A gente ouve essas frases e faz algo terrível com elas: guarda. Aceita. Repete baixinho pra si mesma até acreditar que são verdade. E quando acredita, para de lutar. De reagir. De se reconhecer. A frase entra pela orelha, desce pro peito e faz moradia. E de dentro do peito, governa. Decide o que você merece, o que você pode, o tamanho que você tem permissão de ocupar no mundo.
Nesse vídeo, mulheres rasgam essas frases. Com as mãos. Na frente da câmera.
Rasgar uma frase no papel parece gesto pequeno. Mas quando aquela frase mora dentro de você há dez, vinte, trinta anos, rasgar é um ato de desobediência contra tudo que te disseram que você era.
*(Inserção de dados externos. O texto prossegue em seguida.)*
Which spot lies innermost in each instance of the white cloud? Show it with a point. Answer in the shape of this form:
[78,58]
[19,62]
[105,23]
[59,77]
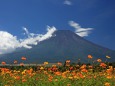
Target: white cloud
[9,43]
[79,30]
[67,2]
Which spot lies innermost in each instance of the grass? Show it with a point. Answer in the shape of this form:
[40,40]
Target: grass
[98,74]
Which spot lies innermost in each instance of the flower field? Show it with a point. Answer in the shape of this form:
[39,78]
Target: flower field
[60,74]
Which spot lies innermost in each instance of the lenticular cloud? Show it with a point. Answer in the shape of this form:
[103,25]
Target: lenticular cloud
[9,43]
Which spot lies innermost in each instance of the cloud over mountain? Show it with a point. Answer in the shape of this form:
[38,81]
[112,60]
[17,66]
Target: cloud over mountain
[79,30]
[9,42]
[67,2]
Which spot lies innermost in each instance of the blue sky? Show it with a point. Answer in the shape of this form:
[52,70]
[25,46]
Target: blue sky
[97,17]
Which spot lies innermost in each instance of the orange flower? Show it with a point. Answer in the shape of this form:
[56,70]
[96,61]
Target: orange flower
[107,84]
[15,62]
[103,65]
[90,56]
[59,63]
[108,57]
[17,77]
[21,64]
[23,58]
[3,63]
[84,70]
[99,60]
[24,80]
[45,63]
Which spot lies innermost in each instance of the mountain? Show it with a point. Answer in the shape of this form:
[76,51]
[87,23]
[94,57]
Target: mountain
[63,45]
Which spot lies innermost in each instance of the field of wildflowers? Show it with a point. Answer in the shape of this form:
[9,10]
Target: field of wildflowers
[99,73]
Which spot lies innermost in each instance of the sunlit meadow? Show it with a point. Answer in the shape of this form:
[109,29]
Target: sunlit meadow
[98,73]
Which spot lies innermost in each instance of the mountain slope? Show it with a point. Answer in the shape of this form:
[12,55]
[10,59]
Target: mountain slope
[63,45]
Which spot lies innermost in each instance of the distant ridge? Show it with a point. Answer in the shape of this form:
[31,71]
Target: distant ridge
[63,45]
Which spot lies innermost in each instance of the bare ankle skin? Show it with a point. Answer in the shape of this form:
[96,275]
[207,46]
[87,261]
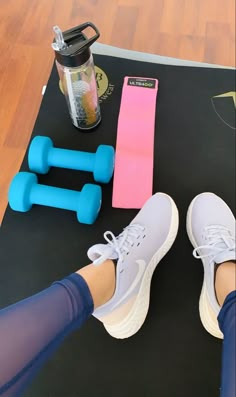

A sociedade vai continuar matando mulheres, violentando, abusando, enquanto a gente tratar essas frases como “coisa que se diz”. Enquanto normalizar. Enquanto ouvir e calar, pra não incomodar.
Cada vez que uma mulher engole uma frase dessas e finge que não doeu, uma parte dela morre sem barulho. E ninguém fala. E a vida segue, como se tudo ao redor estivesse “normal”.
Esse vídeo é um convite. Pra assistir. Pra se arrepiar. Pra lembrar de alguma frase que te disseram e que ainda está inteira dentro de você.
E talvez começar a rasgá-la. Por dentro. Devagar. Sozinha, de madrugada, em silêncio, se precisar.
A frase que você rasga, deixa de te governar.
E a mulher que para de acreditar na mentira que plantaram nela, é a mulher mais perigosa que existe: pra quem precisa dela pequena!